Infecções mais frequentes
Entre as infecções mais frequentes em idosos frágeis estão as respiratórias, urinárias, gastrointestinais e de pele. O risco aumenta principalmente em pessoas com mobilidade reduzida, incontinência urinária, uso contínuo de fraldas, desnutrição ou dependência de cuidados diários. Em instituições de longa permanência, fatores como contato próximo entre residentes e uso de sondas também contribuem para a disseminação de doenças.
As infecções urinárias merecem atenção especial por serem frequentemente subdiagnosticadas nessa faixa etária. “Isso porque o quadro pode não apresentar sintomas clássicos, como ardor ao urinar, febre ou aumento da frequência urinária. Em vez disso, o idoso pode apresentar apenas confusão mental, sonolência, queda do estado geral ou perda de apetite”, pontua a infectologista.A médica também faz um alerta sobre o uso indiscriminado de antibióticos, especialmente diante de suspeitas de infecção urinária sem confirmação clínica.
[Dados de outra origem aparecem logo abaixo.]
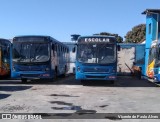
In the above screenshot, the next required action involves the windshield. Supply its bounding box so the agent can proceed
[13,42,49,62]
[77,43,116,64]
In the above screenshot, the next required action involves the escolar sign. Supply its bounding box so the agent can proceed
[84,38,110,42]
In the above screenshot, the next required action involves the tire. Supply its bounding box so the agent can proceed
[110,80,114,84]
[21,78,27,83]
[81,80,86,84]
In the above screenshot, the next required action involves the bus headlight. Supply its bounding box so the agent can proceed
[112,68,116,73]
[12,67,16,71]
[45,67,49,71]
[77,66,81,72]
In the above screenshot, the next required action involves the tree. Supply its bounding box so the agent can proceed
[93,32,123,43]
[125,24,146,43]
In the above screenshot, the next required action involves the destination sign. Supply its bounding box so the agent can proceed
[79,37,115,43]
[84,38,109,42]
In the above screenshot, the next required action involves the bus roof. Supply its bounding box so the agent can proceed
[0,38,11,43]
[79,35,115,38]
[142,9,160,14]
[13,35,67,47]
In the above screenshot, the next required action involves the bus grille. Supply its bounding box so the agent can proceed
[83,68,109,73]
[18,66,42,71]
[21,74,40,77]
[86,75,106,78]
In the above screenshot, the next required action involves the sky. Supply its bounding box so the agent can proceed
[0,0,160,42]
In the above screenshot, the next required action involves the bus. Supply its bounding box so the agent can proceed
[147,40,160,82]
[11,35,69,83]
[76,35,117,83]
[63,42,76,74]
[0,38,11,78]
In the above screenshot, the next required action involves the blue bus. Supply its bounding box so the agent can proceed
[76,36,117,83]
[0,38,11,78]
[11,35,69,83]
[63,42,76,74]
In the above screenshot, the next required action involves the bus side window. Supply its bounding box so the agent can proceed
[52,44,55,51]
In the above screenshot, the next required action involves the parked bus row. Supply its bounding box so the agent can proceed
[0,35,149,83]
[0,36,69,82]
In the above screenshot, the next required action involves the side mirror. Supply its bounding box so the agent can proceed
[52,44,55,50]
[117,45,121,51]
[72,47,76,53]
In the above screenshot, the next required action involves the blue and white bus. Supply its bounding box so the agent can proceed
[63,42,76,74]
[0,38,11,78]
[76,36,117,83]
[11,35,69,83]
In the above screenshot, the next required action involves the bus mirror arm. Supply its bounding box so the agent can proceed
[117,45,121,51]
[72,47,76,53]
[52,44,54,50]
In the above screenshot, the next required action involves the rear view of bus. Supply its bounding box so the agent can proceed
[76,36,117,83]
[11,36,54,83]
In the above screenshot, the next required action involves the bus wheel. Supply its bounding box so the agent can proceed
[81,80,86,84]
[110,80,114,84]
[21,78,27,83]
[62,66,67,77]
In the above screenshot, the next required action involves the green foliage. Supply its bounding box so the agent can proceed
[94,32,123,43]
[125,24,146,43]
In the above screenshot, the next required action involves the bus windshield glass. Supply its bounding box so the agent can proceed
[13,38,50,63]
[77,37,116,64]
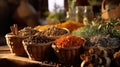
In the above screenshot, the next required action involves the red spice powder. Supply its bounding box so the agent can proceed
[55,35,84,47]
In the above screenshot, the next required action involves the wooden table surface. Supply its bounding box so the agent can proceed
[0,46,55,67]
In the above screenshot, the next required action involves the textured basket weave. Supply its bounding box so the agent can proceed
[52,44,81,64]
[5,33,27,56]
[23,40,52,61]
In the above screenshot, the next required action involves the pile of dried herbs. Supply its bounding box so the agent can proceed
[72,18,120,38]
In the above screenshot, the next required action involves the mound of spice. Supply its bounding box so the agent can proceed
[26,35,54,44]
[55,35,84,47]
[40,26,69,37]
[18,27,39,37]
[57,21,84,32]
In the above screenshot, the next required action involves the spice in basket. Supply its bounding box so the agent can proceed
[26,35,54,44]
[18,27,39,37]
[5,24,38,56]
[23,35,54,61]
[52,35,84,64]
[36,26,69,37]
[55,35,84,47]
[57,21,84,32]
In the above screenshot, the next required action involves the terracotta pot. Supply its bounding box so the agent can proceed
[14,0,38,27]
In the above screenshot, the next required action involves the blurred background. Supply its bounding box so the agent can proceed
[0,0,102,45]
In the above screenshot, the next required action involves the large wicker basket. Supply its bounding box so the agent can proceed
[5,33,27,56]
[23,40,52,61]
[52,44,82,64]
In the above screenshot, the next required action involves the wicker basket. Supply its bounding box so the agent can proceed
[52,44,82,64]
[23,40,52,61]
[5,33,27,56]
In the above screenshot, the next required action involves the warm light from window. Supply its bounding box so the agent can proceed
[48,0,64,12]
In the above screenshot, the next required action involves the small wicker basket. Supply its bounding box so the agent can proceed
[5,33,27,56]
[23,40,52,61]
[52,44,81,64]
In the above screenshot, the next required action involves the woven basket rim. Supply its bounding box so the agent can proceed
[22,40,53,46]
[52,43,82,49]
[5,33,26,38]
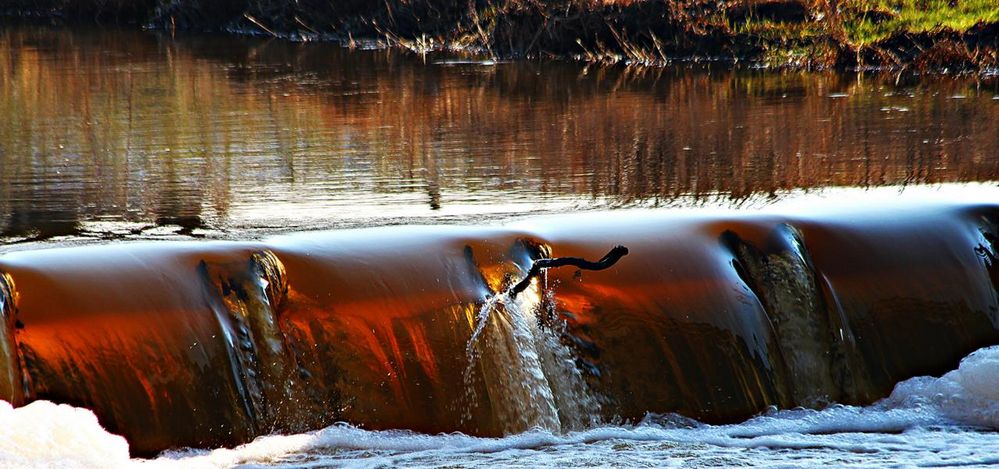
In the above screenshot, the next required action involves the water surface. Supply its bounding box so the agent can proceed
[0,27,999,245]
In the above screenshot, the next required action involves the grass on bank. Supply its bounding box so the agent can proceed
[843,0,999,46]
[0,0,999,69]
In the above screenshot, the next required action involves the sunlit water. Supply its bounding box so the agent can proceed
[0,24,999,467]
[0,347,999,467]
[0,26,999,247]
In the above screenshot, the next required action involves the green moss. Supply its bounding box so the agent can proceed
[842,0,999,46]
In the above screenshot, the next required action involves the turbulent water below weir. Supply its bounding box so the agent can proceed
[0,186,999,467]
[0,25,999,468]
[0,347,999,468]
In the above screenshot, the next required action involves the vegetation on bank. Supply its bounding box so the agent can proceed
[5,0,999,72]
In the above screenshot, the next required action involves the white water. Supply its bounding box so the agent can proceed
[0,347,999,468]
[464,281,600,434]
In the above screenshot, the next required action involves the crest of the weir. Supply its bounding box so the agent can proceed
[0,206,999,454]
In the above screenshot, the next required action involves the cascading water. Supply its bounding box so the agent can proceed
[0,204,999,455]
[464,276,600,434]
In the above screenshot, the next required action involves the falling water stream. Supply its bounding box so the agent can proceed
[0,25,999,467]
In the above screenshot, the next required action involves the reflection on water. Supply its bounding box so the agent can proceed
[0,28,999,241]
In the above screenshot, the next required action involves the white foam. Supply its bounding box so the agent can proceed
[0,401,130,468]
[0,347,999,468]
[880,346,999,430]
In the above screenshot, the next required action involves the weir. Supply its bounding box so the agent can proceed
[0,205,999,454]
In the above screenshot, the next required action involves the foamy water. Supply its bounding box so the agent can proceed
[0,346,999,468]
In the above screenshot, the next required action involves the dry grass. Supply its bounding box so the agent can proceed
[8,0,999,70]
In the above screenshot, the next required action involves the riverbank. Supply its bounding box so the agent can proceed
[4,0,999,73]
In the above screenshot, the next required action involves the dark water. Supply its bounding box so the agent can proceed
[0,26,999,242]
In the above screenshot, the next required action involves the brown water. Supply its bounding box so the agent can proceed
[0,26,999,243]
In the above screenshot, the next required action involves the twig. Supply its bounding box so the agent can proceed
[510,246,628,298]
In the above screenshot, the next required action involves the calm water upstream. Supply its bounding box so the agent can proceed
[0,27,999,242]
[0,24,999,467]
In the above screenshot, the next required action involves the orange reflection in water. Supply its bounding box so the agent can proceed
[0,204,999,454]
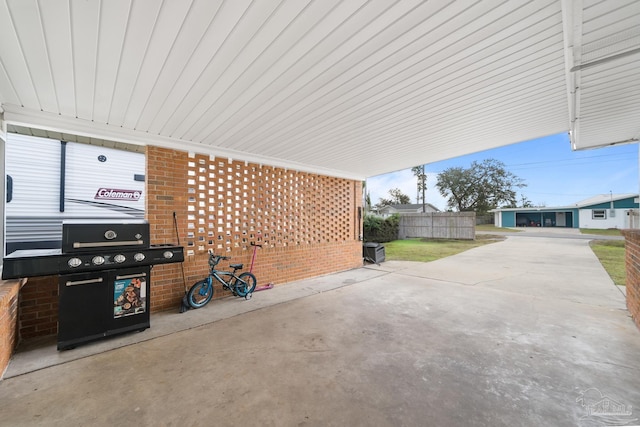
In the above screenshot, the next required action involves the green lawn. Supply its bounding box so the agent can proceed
[384,235,504,262]
[589,240,627,286]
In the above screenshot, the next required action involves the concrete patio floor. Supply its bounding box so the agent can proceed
[0,233,640,426]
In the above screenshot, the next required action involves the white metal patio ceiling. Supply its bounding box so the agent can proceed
[0,0,640,179]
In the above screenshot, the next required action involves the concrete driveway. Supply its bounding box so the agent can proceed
[0,234,640,426]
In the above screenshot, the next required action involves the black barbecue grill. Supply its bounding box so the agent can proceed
[2,221,184,350]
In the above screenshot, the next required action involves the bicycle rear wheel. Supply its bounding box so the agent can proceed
[187,279,213,308]
[235,271,258,297]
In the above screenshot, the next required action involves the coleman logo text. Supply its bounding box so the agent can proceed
[94,188,141,201]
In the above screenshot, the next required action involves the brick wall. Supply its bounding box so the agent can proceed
[146,147,362,312]
[0,280,20,378]
[19,276,58,339]
[622,230,640,328]
[11,147,362,338]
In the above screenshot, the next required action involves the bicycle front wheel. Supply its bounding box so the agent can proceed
[187,279,213,308]
[235,271,258,297]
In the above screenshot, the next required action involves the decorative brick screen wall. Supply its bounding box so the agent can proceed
[622,230,640,328]
[146,147,362,311]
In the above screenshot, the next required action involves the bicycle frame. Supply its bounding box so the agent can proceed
[209,270,242,290]
[187,252,256,308]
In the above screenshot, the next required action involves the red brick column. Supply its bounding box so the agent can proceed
[0,280,20,377]
[622,230,640,328]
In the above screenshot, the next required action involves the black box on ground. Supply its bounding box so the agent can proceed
[362,242,384,264]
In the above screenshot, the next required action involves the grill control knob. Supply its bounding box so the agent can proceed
[67,258,82,268]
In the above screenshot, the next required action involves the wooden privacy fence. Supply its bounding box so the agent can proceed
[398,212,476,240]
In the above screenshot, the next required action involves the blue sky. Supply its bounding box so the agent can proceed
[367,133,640,210]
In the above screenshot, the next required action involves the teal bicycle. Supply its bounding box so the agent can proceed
[187,250,258,308]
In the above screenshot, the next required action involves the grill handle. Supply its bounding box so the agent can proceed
[65,277,102,286]
[73,240,144,249]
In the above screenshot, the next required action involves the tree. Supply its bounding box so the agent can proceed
[436,159,526,213]
[378,188,411,207]
[411,165,427,212]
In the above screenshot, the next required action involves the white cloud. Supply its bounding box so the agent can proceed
[367,169,447,211]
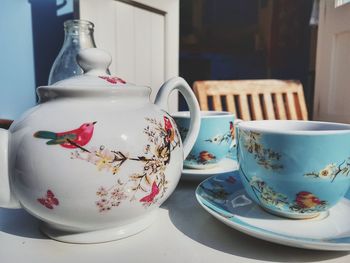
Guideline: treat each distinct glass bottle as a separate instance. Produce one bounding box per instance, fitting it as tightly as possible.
[48,19,96,85]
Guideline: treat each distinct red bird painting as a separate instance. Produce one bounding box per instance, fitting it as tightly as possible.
[34,121,96,151]
[230,121,235,140]
[140,182,159,203]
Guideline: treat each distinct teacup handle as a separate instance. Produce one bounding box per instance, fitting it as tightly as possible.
[155,77,201,159]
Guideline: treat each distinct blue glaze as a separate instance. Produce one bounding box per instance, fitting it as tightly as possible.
[196,171,350,250]
[236,122,350,218]
[172,112,235,169]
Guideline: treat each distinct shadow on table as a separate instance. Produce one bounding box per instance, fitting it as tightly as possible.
[162,182,348,262]
[0,208,48,239]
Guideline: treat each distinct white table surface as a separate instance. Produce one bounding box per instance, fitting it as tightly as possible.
[0,178,350,263]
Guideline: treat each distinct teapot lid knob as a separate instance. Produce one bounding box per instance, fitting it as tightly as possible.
[77,48,112,76]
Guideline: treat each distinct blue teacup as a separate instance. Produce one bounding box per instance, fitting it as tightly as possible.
[172,111,234,169]
[236,120,350,219]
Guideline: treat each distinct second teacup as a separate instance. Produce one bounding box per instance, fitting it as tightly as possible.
[172,111,234,169]
[236,120,350,219]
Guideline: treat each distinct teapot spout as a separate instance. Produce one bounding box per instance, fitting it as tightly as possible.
[0,129,20,208]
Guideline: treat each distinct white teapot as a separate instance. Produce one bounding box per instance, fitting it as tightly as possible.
[0,49,200,243]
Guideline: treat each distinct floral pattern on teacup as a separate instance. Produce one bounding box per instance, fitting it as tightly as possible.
[240,168,328,214]
[304,158,350,182]
[239,130,283,170]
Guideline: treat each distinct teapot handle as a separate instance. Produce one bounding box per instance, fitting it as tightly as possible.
[155,77,201,159]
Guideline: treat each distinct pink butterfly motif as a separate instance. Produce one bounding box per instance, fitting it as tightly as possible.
[226,175,236,184]
[37,190,59,209]
[140,182,159,203]
[99,76,126,84]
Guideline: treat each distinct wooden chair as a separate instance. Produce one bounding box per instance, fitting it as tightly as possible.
[193,79,308,120]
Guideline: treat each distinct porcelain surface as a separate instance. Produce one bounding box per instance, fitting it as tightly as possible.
[196,170,350,251]
[0,49,200,243]
[181,158,238,181]
[172,111,234,169]
[236,121,350,218]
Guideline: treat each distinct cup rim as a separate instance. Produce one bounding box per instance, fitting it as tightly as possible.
[170,111,235,119]
[237,120,350,135]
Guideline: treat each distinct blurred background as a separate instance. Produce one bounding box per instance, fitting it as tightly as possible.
[0,0,348,122]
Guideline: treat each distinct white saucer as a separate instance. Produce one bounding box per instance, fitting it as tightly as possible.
[181,158,238,180]
[196,171,350,251]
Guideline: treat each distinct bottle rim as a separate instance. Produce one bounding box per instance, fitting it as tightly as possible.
[63,19,95,30]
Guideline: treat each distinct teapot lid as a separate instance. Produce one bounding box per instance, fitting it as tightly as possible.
[48,48,129,90]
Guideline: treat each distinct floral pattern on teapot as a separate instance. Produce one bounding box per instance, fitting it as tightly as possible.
[34,116,180,212]
[37,189,59,209]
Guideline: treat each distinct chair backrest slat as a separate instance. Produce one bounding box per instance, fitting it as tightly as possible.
[251,92,264,120]
[194,79,308,120]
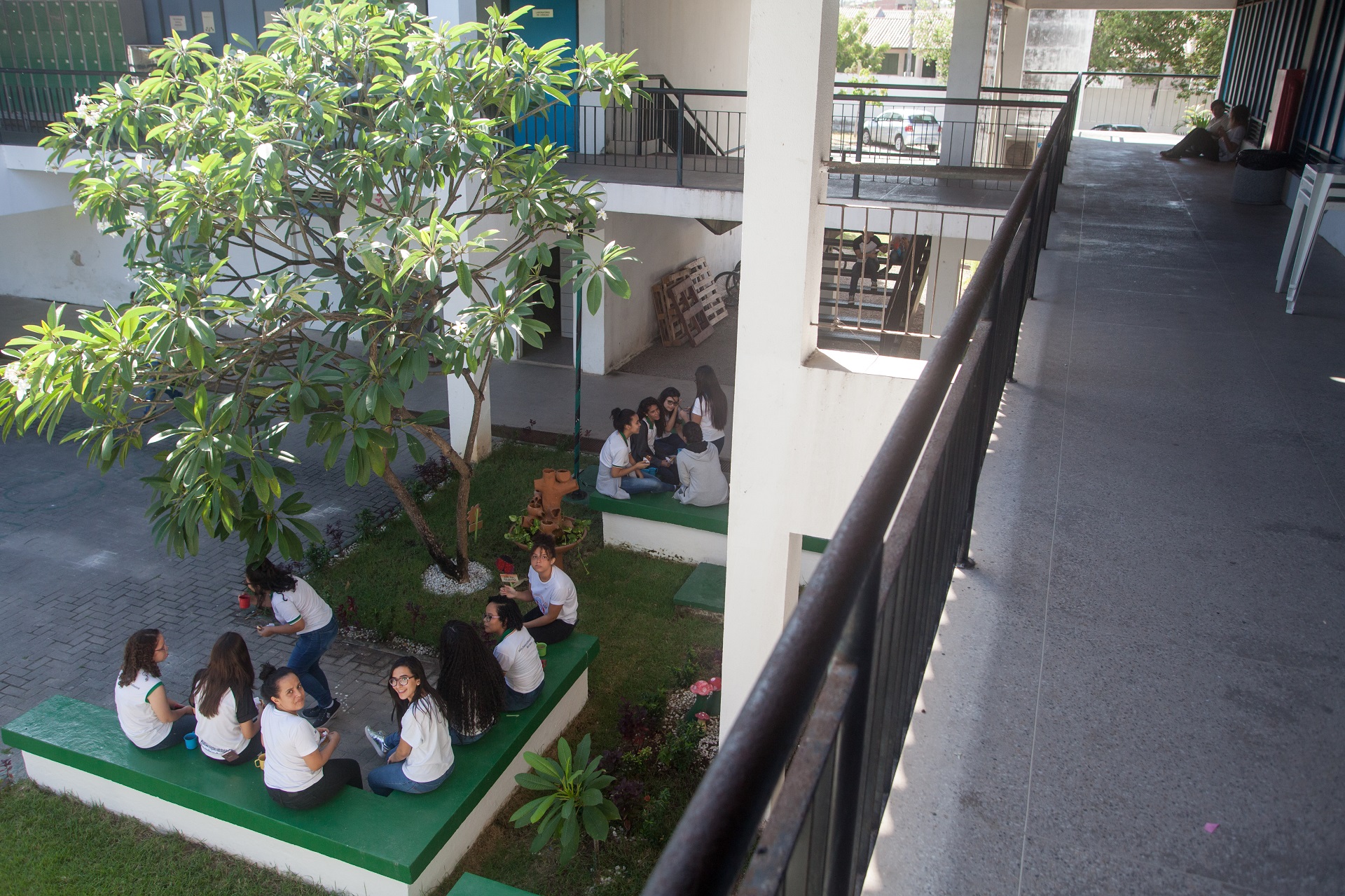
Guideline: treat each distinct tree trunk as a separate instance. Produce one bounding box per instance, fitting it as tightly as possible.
[383,462,467,581]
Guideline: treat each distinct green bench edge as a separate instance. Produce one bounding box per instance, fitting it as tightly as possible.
[0,634,598,884]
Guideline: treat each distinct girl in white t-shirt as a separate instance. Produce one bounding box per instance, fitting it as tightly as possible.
[261,663,364,808]
[691,364,729,455]
[500,534,580,645]
[364,656,453,797]
[113,628,196,750]
[191,631,261,766]
[437,619,504,747]
[244,558,340,726]
[597,408,674,500]
[481,598,546,713]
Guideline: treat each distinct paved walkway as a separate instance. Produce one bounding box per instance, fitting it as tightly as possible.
[865,140,1345,896]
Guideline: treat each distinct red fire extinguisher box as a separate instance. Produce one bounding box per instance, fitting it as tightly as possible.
[1262,69,1307,152]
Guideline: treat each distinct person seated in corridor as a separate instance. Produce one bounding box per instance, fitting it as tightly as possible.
[500,534,580,645]
[481,598,546,713]
[597,408,675,500]
[364,656,453,797]
[672,422,729,507]
[113,628,196,750]
[261,663,364,808]
[437,619,504,747]
[1158,101,1251,161]
[630,396,677,484]
[191,631,261,766]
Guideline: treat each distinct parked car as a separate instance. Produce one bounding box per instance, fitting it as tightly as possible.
[864,111,943,152]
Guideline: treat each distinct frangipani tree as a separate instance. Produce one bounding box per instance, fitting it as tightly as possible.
[0,0,639,580]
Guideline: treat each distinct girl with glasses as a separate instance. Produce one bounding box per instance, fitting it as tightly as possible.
[481,598,546,713]
[113,628,196,750]
[364,656,453,797]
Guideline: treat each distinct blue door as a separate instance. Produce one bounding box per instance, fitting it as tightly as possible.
[515,0,580,152]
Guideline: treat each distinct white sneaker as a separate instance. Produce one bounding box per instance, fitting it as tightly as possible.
[364,725,387,759]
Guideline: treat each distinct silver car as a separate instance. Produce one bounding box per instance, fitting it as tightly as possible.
[864,111,943,152]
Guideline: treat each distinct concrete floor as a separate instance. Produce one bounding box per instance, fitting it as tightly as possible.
[865,140,1345,895]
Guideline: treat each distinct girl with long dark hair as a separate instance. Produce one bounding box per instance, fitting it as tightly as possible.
[439,619,504,747]
[364,656,453,797]
[481,598,546,713]
[191,631,261,766]
[113,628,196,750]
[691,364,729,453]
[244,557,340,726]
[261,663,364,808]
[597,408,674,500]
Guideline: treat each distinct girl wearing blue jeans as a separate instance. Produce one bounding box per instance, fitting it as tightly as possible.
[364,656,453,797]
[244,558,340,728]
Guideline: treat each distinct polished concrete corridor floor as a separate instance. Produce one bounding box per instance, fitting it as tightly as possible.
[865,140,1345,896]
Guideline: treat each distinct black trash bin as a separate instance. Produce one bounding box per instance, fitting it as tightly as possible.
[1234,149,1288,206]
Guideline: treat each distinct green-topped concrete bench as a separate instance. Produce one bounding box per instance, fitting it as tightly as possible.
[580,467,827,581]
[4,634,597,896]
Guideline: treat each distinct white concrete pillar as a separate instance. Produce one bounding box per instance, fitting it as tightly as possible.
[719,0,838,732]
[939,0,990,165]
[1000,7,1030,88]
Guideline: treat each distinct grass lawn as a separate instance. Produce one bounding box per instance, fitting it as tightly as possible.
[0,443,724,896]
[0,782,327,896]
[308,443,724,896]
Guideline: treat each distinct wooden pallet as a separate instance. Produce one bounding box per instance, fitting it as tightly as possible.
[682,259,729,324]
[663,276,715,346]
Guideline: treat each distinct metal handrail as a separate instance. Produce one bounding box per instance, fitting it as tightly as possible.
[644,79,1080,896]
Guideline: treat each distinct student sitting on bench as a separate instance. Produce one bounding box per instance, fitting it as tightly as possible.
[191,631,261,766]
[364,656,453,797]
[500,534,580,645]
[481,598,546,713]
[439,619,504,747]
[113,628,196,750]
[672,422,729,507]
[261,663,364,808]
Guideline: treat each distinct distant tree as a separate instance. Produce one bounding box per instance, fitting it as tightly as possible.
[911,0,952,83]
[1088,9,1231,74]
[836,15,888,74]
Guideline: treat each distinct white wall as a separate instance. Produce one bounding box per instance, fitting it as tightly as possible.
[0,205,133,305]
[602,214,743,373]
[607,0,749,95]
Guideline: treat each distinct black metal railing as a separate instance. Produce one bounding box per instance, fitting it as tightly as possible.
[644,81,1077,896]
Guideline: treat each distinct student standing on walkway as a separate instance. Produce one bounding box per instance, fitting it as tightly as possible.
[113,628,196,750]
[687,364,729,455]
[500,534,580,645]
[364,656,453,797]
[261,663,364,808]
[244,558,340,726]
[191,631,261,766]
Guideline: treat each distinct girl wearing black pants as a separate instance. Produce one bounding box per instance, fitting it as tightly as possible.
[261,663,364,808]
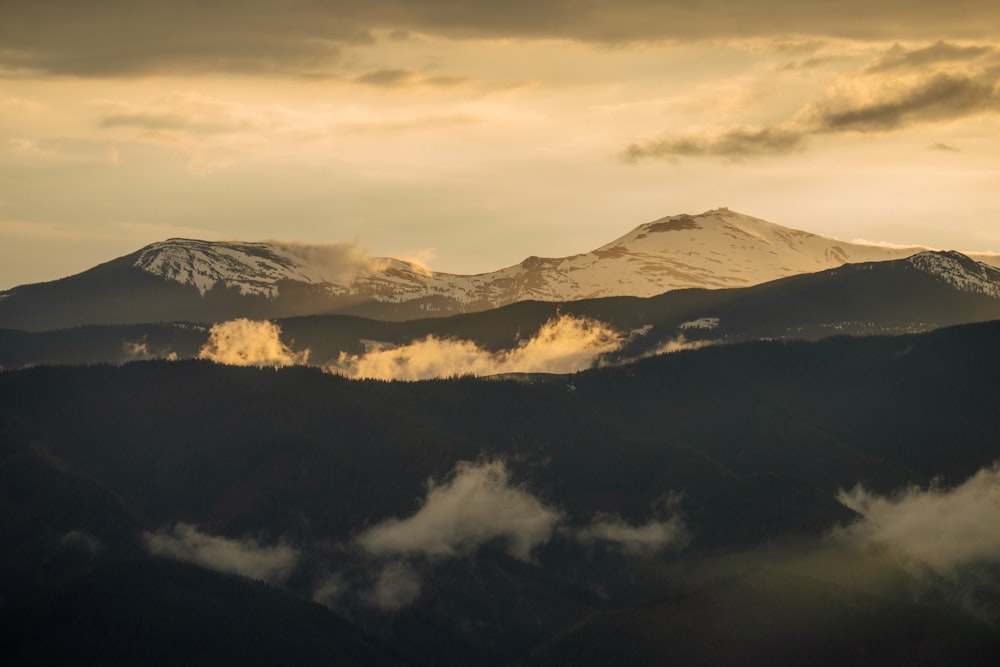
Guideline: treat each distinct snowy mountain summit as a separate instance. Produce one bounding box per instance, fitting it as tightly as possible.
[134,209,952,313]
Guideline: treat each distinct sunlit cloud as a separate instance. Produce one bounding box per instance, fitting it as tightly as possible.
[328,316,624,381]
[143,523,301,583]
[355,460,562,610]
[198,318,309,367]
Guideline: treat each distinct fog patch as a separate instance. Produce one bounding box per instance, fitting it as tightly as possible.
[647,334,717,357]
[574,514,690,557]
[198,318,309,368]
[265,239,385,284]
[834,463,1000,575]
[328,315,625,381]
[312,574,348,607]
[357,461,561,561]
[355,461,562,611]
[122,336,177,361]
[143,523,301,583]
[365,561,423,611]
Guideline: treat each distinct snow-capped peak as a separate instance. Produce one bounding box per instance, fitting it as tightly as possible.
[907,251,1000,299]
[134,208,996,313]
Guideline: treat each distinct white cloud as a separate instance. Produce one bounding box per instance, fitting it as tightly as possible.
[143,523,301,583]
[357,461,561,561]
[328,316,623,380]
[198,318,309,367]
[836,464,1000,574]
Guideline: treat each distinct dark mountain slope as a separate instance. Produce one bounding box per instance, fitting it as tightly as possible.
[0,253,1000,368]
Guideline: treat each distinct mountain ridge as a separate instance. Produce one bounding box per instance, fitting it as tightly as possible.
[0,208,1000,330]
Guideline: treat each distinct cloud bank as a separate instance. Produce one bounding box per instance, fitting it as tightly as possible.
[835,463,1000,575]
[7,0,1000,77]
[143,523,301,583]
[350,460,690,610]
[198,318,309,368]
[619,40,1000,164]
[328,315,624,381]
[357,461,561,561]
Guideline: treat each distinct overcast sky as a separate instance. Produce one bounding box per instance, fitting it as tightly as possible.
[0,0,1000,289]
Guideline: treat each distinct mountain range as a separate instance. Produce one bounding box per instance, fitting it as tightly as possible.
[0,209,1000,331]
[0,322,1000,667]
[0,251,1000,372]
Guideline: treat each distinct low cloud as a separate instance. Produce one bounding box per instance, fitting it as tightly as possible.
[355,461,562,610]
[143,523,301,583]
[328,316,624,381]
[265,239,386,283]
[198,318,309,368]
[122,336,177,361]
[834,463,1000,575]
[365,561,423,611]
[651,332,719,356]
[574,515,690,557]
[357,461,561,561]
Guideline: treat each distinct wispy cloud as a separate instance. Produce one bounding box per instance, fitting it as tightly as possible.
[198,318,309,367]
[357,461,560,560]
[574,515,690,557]
[328,316,624,380]
[619,41,1000,164]
[7,0,1000,77]
[621,127,806,164]
[143,523,301,583]
[837,464,1000,574]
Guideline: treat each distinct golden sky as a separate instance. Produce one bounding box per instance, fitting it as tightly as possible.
[0,0,1000,289]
Nem toda alteração no exame de urina significa infecção, e o tratamento inadequado pode aumentar a resistência bacteriana e trazer efeitos adversos. Por isso, a orientação é sempre buscar avaliação médica antes de iniciar qualquer medicação.
Prevenção
A prevenção continua sendo a principal aliada para reduzir riscos. Entre as recomendações estão manter hidratação adequada, alimentação equilibrada, higiene das mãos e higiene íntima, além da troca frequente de fraldas nos casos de incontinência. Reduzir períodos prolongados de imobilidade também ajuda a diminuir complicações.
Outro ponto essencial é a vacinação em dia. A especialista reforça a importância da imunização contra influenza, pneumococo, covid-19, vírus sincicial respiratório e herpes-zóster, especialmente entre idosos mais vulneráveis. “Familiares e cuidadores precisam observar mudanças súbitas no comportamento, na marcha, no nível de consciência, no apetite ou até no controle da glicemia. E jamais devem postergar a busca por atendimento médico se perceberem piora do quadro”, conclui Karina Ramalho.